Articles


Dates for Mates


My youngest brother recently announced his engagement and asked if I had any advice for him, since my husband and I just celebrated our 10th anniversary.

I thought for a moment and said, “Yes. Keep dating.”

There was a pause on the other end of the phone line, and then he said, “Really? Are you sure? I thought that was one of those things, you know, that you give up when you get married?”

I hung my head and sighed. Patience, Mag, I thought. He’s a newbie.

“Not other people, you idiot,” I said gently. “Keep dating each other. Have a date night, like every Friday, and go out together.”

“Date my wife, huh?” he said. “OK. Right. Uh-huh. Do I have to, like, have her home by 10? Ha ha ha, ‘Date my wife’! Good one!” He hung up chuckling.

I knew he didn’t understand, and I knew that he wouldn’t, truly, until he’d been married for a while and maybe had a child or two. He simply wasn’t at that point where romance and passion don’t come as easily as they once did.
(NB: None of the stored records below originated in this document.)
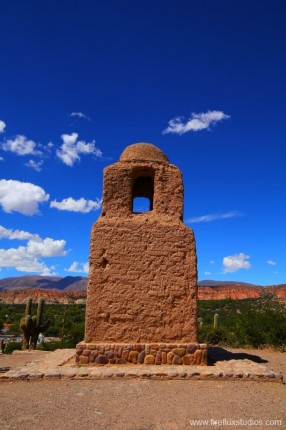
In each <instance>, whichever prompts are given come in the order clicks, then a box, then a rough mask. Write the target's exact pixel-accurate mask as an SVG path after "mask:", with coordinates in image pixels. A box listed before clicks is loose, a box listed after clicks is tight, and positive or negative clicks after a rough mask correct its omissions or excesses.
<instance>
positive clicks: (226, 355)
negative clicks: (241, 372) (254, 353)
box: [208, 346, 268, 366]
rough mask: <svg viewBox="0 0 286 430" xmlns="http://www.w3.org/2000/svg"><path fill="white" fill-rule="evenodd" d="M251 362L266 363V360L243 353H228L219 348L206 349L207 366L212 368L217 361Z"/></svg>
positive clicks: (233, 352) (255, 355)
mask: <svg viewBox="0 0 286 430" xmlns="http://www.w3.org/2000/svg"><path fill="white" fill-rule="evenodd" d="M245 359H248V360H251V361H254V362H255V363H268V361H267V360H264V359H263V358H261V357H259V355H254V354H247V353H245V352H230V351H227V350H226V349H224V348H221V347H219V346H209V347H208V365H209V366H213V365H214V364H215V363H216V362H217V361H229V360H245Z"/></svg>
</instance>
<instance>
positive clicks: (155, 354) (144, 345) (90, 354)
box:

For example, I crawled into bed the other night at 10 o’clock. The kids were asleep, finally, after the requisite stories, arguments over teeth brushing, recaps of the day and glasses of water. The dog was in his crate. The laundry was folded and lunches made for the next morning. I was wearing my favorite old faded nightgown, and my pillow never felt so good. My eyelids started to flutter the second I lay down.

Then I felt a nudge.

I opened one eye and focused it on my husband, who was smiling and giving me his best come-hither look. I smiled back at this man I love and said the first thing that came to mind: “You’re kidding me, right?”

I just wasn’t in the mood—for that, anyway. Apparently, however, I was in the mood for a little chat, because I spent the next 15 minutes listing the various reasons I was not in the other mood. They ranged from the cat puking on my shoe to the dog eating my fund-raiser order to the kids’ chaotic practice schedules and my husband’s barbaric need to get up before dawn.

“Honey,” he asked, exasperated, “what can I do? Rub your back? Foot massage? What? What do you need?”
I thought about it and said, “Empty the dishwasher. Make the coffee for the next morning. Have the kids in bed when I get home from teaching my night class. Take charge of deciding what’s for dinner sometimes. Walk the dog without being asked. This kind of thing is what turns me on.”

“Roger that,” he replied. “Um. . . tonight’s probably a no-go then, huh?”

I turned over and went to sleep.

Traditional notions of romance can get waylaid once there are kids. Who doesn’t imagine the horror of a child walking in while Mom and Dad are in flagrante delicto? With light-sleeping children, the vision of years of potential therapy bills consumes us every time my husband and I try to remember how we made them in the first place.

Sex and passion have to be worked on to be sustained. When the busy-ness of life takes over, it’s easy to take the relationship for granted, to let the can’t-wait-to-see-you-again feelings for each other fade. Throw menopause into the mix, with hot flashes and night sweats, and the idea of passion goes the way of skinny jeans. . . with about as much relief.

Ten years ago, the thought of housework as foreplay would have amused me. So even though he thinks it’s funny right now, I need to thank my brother for reminding me about a part of marriage that’s easy to forget. I need to thank him for making me think about my marriage at all.

And I need to tell a certain fella that I’m free for dinner on Friday night.